Now what if a tidy coder and a sloppy coder are in a group project together. The code will be wholly unreadable. It will switch between good, proper code… and 💩.
Programming cruft
As this builds, the standards of the project fall out of focus. Reading code that switches styles all the time is difficult, and makes maintaining the codebase more difficult than it needs to be.
So, how do we keep it consistent?
… If you’re reading this, you’re likely in CS… what do you think the answer is?
Use code.
Programming languages, by their nature, have a format that is machine-readable. Now, the next step is writing a program that ensures that style is followed.
Static analysis
This is actually all part of a Software Engineering sub-field called ‘static analysis’. The ‘static’ part is about the code - it doesn’t change. It’s an artifact that creates an executable. So, we can run code over the program that verifies that standards were actually followed.
A compiler does this for us with errors and warnings. Unused variable
warnings are exactly that. And, if the standards were not followed to the
point the code can not compile, and error is thrown.
But, what about standards that only matter to the programmer. We can check for those, too. This is called linting, and a linter is a program that does this for us.
Try it
There is multiple linters in this repository.
markdownlint
checks all the markdown files for consistency. See the root directory of this repository.make style
checks it all, if you havemarkdownlint
installed. See the readme!eslint
checks all the ecmascript (aka javascript). See the help file for JavaScript linting.pycodestyle
enforces pep8 style for Python. See the help file for Python linting.
Beyond static analysis
We’ve seen the code as it is written, but we need more than that to prove that the code is any good. We need to run the code to see how it works! The two main tools for doing this are coverage and profiling.
- Coverage tells us how much of the code has be tested (aka covered) by tests.
- Profiling tells us how often a piece of code has been called, and how long it takes that piece of code to run.
Coverage
Coverage can be used for testing to see the usage of a program, and what lines of code are run. This can be done interactively… or more importantly, which lines of code have been tested.
Literally, coverage just shows you which lines have been run, and which lines
have not been. A percentage can be made by stating
linesThatHaveBeenRun/allLines
. Example: If you tested 11 lines of a 100 line
file, you’d have 11% coverage.
Ideally, about 80% of the core logic lines of code are tested. Some things are untestable, like UI items, or code that has external dependencies (like resources from the internet).
See the example in the python primer that shows how this works.
Profiling
This is dynamic code analysis - when we run the code, which lines of code are run, how many times, and what was the average amount of time it took for that line to run.
Using this, we can identify what is slowing our program down.
In
the python primer
we can run make profile
, which uses the built-in profiler, allowing us
to inspect which functions were called, and how long they took.
The example has both bubble sort, and insertion sort examples. We can then see which took longer, and see some statistics about it:
ncalls tottime percall cumtime percall filename:lineno(function)
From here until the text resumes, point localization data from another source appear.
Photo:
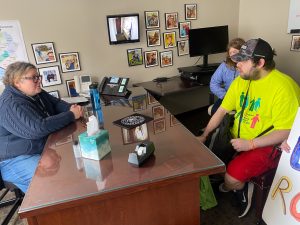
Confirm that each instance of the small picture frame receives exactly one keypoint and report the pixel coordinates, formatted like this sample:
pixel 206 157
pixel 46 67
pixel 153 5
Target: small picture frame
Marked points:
pixel 158 112
pixel 153 38
pixel 159 126
pixel 135 57
pixel 184 28
pixel 173 121
pixel 152 19
pixel 151 99
pixel 50 76
pixel 183 47
pixel 137 134
pixel 295 43
pixel 139 103
pixel 69 62
pixel 151 58
pixel 71 88
pixel 190 11
pixel 166 58
pixel 171 20
pixel 169 39
pixel 54 94
pixel 44 52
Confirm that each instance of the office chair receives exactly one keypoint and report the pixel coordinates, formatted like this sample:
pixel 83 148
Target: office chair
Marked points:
pixel 15 202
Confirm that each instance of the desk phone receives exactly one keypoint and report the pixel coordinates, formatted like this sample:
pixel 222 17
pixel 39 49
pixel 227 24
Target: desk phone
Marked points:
pixel 114 86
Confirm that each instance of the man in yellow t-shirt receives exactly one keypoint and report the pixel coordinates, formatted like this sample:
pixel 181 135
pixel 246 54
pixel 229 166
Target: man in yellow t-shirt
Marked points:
pixel 271 100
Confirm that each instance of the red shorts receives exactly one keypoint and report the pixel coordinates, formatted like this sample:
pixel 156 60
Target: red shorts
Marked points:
pixel 253 163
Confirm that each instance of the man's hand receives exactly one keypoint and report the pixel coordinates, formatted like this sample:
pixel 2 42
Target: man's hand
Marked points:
pixel 241 145
pixel 77 110
pixel 285 147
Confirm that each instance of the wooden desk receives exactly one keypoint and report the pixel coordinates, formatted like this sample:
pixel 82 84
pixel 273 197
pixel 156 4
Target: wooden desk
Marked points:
pixel 179 95
pixel 165 191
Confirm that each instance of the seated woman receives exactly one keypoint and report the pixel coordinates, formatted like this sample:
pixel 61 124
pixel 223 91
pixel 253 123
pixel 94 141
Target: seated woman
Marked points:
pixel 225 74
pixel 28 115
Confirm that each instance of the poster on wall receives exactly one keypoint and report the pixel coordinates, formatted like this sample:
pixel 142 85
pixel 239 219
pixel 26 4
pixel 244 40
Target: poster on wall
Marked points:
pixel 283 202
pixel 294 17
pixel 12 47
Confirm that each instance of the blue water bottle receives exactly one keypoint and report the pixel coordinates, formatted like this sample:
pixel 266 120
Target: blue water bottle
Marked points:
pixel 295 157
pixel 96 104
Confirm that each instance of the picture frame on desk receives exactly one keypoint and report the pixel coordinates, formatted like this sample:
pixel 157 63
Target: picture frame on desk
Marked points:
pixel 137 134
pixel 159 126
pixel 139 103
pixel 183 47
pixel 166 58
pixel 151 99
pixel 190 11
pixel 152 19
pixel 44 52
pixel 69 62
pixel 50 76
pixel 173 121
pixel 158 112
pixel 153 38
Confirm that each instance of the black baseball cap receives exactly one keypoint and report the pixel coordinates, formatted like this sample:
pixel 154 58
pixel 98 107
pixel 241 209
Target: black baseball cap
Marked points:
pixel 254 48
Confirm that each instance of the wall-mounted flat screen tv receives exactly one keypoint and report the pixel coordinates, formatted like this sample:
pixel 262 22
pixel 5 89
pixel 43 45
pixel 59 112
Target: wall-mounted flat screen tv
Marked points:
pixel 123 28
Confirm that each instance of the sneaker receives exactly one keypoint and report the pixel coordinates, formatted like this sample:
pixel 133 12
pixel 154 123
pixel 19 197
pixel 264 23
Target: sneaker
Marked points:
pixel 222 188
pixel 245 198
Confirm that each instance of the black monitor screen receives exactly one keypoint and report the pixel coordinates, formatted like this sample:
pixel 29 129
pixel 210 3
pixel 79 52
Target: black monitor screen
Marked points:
pixel 208 40
pixel 123 28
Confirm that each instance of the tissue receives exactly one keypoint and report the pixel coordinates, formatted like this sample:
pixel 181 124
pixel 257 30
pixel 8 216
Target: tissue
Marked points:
pixel 94 142
pixel 92 126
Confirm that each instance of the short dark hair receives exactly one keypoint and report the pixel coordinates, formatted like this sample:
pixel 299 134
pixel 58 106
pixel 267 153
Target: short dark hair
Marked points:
pixel 15 71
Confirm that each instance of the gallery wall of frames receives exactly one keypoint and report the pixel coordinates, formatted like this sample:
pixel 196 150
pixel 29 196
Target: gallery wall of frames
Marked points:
pixel 171 32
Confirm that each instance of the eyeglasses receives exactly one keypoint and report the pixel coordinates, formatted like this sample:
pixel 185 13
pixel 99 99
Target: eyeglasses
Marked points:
pixel 35 78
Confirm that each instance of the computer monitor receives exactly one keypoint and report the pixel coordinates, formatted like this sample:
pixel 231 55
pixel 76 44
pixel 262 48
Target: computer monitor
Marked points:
pixel 208 40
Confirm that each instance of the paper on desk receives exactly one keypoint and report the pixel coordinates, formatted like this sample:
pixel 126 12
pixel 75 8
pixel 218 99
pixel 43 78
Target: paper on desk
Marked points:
pixel 92 126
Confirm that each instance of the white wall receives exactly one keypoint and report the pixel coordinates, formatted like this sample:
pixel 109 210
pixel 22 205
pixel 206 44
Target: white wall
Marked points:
pixel 268 19
pixel 80 26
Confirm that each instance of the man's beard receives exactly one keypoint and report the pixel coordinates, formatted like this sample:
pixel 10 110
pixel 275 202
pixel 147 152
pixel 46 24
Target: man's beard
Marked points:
pixel 254 74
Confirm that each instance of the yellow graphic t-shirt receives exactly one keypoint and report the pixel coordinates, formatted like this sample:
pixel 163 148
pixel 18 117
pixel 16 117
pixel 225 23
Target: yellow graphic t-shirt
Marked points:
pixel 272 100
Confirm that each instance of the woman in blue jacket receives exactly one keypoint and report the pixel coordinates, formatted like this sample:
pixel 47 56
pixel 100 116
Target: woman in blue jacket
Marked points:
pixel 28 116
pixel 225 74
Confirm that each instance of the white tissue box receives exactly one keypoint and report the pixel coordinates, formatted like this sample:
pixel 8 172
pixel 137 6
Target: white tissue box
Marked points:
pixel 95 146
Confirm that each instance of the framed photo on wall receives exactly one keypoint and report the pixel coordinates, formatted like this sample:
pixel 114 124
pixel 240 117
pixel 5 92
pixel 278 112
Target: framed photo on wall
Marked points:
pixel 159 126
pixel 44 52
pixel 151 19
pixel 153 37
pixel 166 58
pixel 295 44
pixel 54 93
pixel 184 28
pixel 50 76
pixel 71 88
pixel 171 20
pixel 190 11
pixel 69 62
pixel 151 58
pixel 169 39
pixel 135 57
pixel 183 47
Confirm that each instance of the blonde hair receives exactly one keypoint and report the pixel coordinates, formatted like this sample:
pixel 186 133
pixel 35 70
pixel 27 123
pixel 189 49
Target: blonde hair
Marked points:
pixel 16 71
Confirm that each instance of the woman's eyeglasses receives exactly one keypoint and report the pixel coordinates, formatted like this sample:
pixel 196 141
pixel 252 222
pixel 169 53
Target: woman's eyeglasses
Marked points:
pixel 35 79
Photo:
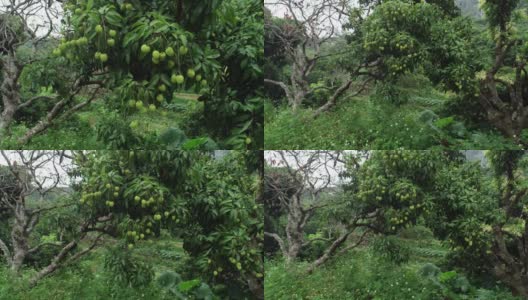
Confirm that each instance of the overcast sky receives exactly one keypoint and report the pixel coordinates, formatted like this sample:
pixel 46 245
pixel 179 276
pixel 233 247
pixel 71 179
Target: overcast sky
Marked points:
pixel 273 158
pixel 46 173
pixel 37 17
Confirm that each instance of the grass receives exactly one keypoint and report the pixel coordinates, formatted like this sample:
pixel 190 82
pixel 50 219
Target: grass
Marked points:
pixel 362 274
pixel 413 121
pixel 89 280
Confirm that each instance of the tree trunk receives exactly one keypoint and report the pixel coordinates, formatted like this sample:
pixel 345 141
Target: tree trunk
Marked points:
pixel 256 287
pixel 19 239
pixel 10 92
pixel 297 219
pixel 54 265
pixel 329 252
pixel 510 115
pixel 508 268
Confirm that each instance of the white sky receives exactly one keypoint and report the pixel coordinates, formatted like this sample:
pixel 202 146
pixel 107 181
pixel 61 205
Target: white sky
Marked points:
pixel 38 19
pixel 46 174
pixel 272 157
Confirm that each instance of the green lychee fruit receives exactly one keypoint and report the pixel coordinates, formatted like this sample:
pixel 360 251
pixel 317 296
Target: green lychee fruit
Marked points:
pixel 104 57
pixel 183 50
pixel 177 79
pixel 145 49
pixel 170 52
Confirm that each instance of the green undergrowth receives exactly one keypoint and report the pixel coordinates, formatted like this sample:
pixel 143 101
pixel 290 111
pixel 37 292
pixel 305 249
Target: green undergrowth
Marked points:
pixel 88 279
pixel 365 274
pixel 413 119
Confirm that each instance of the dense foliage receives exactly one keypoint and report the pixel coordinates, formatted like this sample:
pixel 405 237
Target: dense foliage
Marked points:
pixel 424 75
pixel 175 75
pixel 130 202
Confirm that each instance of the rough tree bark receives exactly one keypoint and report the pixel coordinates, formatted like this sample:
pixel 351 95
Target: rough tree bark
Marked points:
pixel 10 92
pixel 509 114
pixel 508 268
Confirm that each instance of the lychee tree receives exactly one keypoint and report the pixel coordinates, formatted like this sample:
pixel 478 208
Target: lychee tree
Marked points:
pixel 491 73
pixel 149 52
pixel 210 203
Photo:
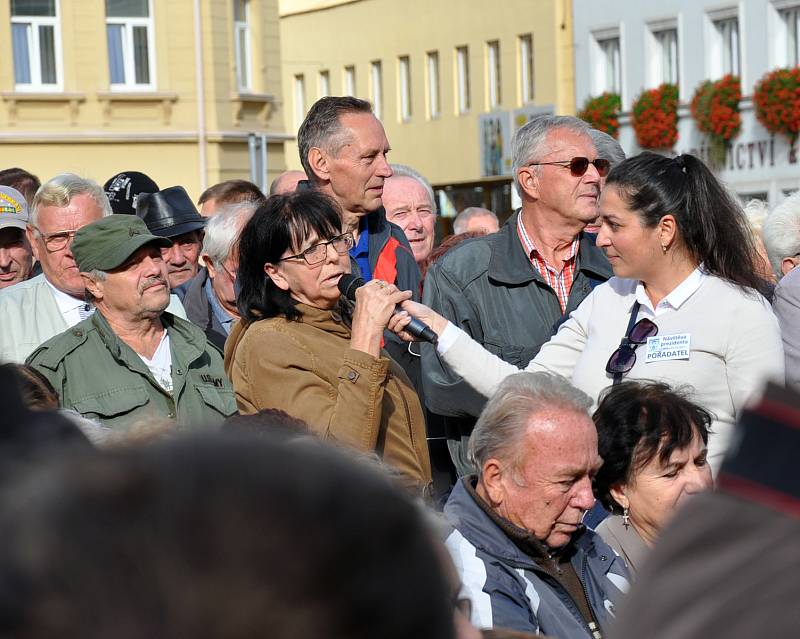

100 4.595 0.046 4.639 0.046 some_code.py:21(bubble)
100 3.183 0.032 3.225 0.032 some_code.py:35(insertion)
199800 0.039 0.000 0.053 0.000 random.py:237(_randbelow_with_getr...
200 0.030 0.000 0.083 0.000 random.py:348(shuffle)
280196 0.009 0.000 0.009 0.000 {method 'getrandbits' of '_random....
Interestingly, we can see that the random library is called often, and is somewhat slow. We could consider finding different random sources, and do a shuffle that is more applicable to our uses (which does not need to be that random).
We can see that we called “shuffle” 200 times, and each sort 100 times each. Which, we knew, but can verify here! In less predictable programs, we would be able to see how many times each was called, and how long it took to run.
Activities
- Give some crummy code (python/java/c) in a UMLearn quiz, accept the answer of it spaced properly.
- Have a makefile with build/run/test/style - style calls the one unit test with style checks.